Bienvenue au théâtre !
Le cinéma d'Ozon est celui d'un un théâtre des apparences qui cachent des perversités. Mon Crime n'échappe pas à cette logique, s'assumant plus que jamais comme du théâtre de boulevard, et s'ouvrant avec le la d'un orchestre qui s'accorde et un lever de rideau rouge sur un décor peint et toute une panoplie de mensonges. On ne pouvait pas être plus explicite. La fiction sera toujours plus intéressante que la vérité.
Dans cette mise en abîme entre réalité et théâtralité, Ozon dépasse évidemment le simple théâtre filmé, et propose un vrai film de troupe, chorale où chaque comédien·ne s'en donne à cœur joie, où tous les personnages, jusqu'aux seconds rôles (Fabrice Luchini est impérial, mais la surprise vient de Dany Boon, étonnamment touchant), sont finement dessinés et écrits, portés par un même rythme, un même ton, une même onde, qui rappelle parfois le cinéma de Woody Allen.
En citant Sacha Guitry et Marivaux, Billy Wilder et Ernst Lubitsch, Sarah Bernhardt et Danielle Darrieux, le cinéaste cinéphile rend un hommage émouvant à un cinéma artisanal dont il est un digne héritier, et, à la manière d'un Michel Hazanavicius, joue avec les clichés de cette époque en leur faisant un pied de nez ludique. Son film est jubilatoire, coloré, vivant, littéraire, aux dialogues très écrits, enlevés, taillés dans une langue admirable.
Mais derrière la légèreté naïve des années 30, où l'on se voilait la face quant aux catastrophes qui allaient venir, derrière le marivaudage, François Ozon glisse avec audace ce qu'il faut de noirceur, convoquant ses thèmes manipulateurs et pervers habituels. En croquant ce monde des apparences (et ce théâtre permanent - réjouissantes scènes de procès à l'appui -), et, bien qu'adaptant une pièce de 1934 de Georges Berr et Louis Verneuil, le réalisateur traite en fait de thèmes très contemporains : obsession pour la sexualité, violence et ridicule des hommes, condition des femmes il y a presque un siècle, #metoo avant l'heure, homosexualité rejetée, ...

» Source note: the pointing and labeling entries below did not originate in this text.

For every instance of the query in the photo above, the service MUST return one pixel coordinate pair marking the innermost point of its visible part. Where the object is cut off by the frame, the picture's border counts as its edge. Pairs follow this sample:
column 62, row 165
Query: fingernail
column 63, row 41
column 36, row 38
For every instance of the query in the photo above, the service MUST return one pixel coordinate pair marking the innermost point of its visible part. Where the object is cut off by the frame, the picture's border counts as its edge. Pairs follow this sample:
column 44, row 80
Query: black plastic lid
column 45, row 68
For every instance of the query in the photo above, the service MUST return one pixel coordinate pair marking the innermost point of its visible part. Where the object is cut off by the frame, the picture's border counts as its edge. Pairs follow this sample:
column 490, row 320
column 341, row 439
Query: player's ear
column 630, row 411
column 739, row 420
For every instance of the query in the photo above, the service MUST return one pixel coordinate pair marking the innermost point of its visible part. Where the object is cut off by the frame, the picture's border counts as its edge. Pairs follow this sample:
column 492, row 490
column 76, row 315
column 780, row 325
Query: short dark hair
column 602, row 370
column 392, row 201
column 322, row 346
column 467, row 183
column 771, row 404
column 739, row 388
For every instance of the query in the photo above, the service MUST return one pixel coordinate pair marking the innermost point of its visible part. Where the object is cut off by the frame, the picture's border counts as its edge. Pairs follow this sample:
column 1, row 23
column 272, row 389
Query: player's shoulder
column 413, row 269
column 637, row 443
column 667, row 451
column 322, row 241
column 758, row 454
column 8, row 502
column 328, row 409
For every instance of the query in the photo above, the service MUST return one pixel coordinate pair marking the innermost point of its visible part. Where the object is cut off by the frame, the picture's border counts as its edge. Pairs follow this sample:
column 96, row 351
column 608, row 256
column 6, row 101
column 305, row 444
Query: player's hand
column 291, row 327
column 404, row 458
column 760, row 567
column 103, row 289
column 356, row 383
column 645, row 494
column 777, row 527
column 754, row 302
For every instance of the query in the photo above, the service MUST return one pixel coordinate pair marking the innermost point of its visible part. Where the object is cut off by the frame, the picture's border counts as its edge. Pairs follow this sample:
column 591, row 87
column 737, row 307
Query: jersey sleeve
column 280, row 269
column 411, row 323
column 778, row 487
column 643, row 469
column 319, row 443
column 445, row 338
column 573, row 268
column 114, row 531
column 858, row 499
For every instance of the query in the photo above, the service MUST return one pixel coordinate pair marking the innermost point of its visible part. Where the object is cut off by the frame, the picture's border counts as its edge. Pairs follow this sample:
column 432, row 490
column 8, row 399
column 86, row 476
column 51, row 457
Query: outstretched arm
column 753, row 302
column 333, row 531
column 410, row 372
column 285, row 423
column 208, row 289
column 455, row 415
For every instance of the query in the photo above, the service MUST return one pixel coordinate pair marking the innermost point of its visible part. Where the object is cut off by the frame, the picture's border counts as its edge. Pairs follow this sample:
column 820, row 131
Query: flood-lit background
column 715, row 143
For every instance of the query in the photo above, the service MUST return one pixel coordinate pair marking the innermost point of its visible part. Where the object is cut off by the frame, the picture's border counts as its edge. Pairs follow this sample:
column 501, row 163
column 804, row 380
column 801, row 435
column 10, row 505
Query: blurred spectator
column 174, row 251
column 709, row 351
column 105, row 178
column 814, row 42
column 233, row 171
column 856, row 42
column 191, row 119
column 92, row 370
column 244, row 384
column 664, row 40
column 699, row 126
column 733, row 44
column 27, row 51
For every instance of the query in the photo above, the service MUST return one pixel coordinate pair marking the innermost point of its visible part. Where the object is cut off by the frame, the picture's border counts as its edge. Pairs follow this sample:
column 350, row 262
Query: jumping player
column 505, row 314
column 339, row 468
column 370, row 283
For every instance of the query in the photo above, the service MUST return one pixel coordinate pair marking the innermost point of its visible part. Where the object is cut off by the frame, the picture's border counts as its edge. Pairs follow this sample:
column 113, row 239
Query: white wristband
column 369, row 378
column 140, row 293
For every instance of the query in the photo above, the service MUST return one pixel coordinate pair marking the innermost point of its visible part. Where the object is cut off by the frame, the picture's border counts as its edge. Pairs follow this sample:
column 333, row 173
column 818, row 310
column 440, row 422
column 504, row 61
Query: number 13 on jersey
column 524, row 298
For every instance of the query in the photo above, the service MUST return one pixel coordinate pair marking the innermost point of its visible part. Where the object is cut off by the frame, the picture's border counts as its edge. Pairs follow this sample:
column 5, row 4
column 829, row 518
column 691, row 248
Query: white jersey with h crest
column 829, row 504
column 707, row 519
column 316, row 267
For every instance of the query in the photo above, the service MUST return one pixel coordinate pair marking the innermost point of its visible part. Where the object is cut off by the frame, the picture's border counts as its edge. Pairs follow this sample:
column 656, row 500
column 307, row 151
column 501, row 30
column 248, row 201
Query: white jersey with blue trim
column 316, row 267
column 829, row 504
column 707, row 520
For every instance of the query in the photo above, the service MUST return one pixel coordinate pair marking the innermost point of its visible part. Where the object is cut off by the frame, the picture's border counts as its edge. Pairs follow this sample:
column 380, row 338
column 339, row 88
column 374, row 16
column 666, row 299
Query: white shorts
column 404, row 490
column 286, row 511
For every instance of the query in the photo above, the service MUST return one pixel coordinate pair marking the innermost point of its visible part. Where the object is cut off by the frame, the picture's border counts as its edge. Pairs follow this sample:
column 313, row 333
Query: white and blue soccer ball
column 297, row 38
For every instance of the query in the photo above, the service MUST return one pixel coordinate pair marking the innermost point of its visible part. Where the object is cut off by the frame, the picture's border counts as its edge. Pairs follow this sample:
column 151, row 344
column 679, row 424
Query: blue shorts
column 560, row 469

Mon Crime, au titre subversif et amoral (répétition abusive du pronom possessif pendant tout le film), se révèle, derrière son apparente frivolité, un film délicieusement ironique, féministe et manipulateur.
Après le renoncement au patriarcat de 8 femmes, le portrait d'un matriarcat dur dans Potiche, Ozon célèbre ici le triomphe de la sororité.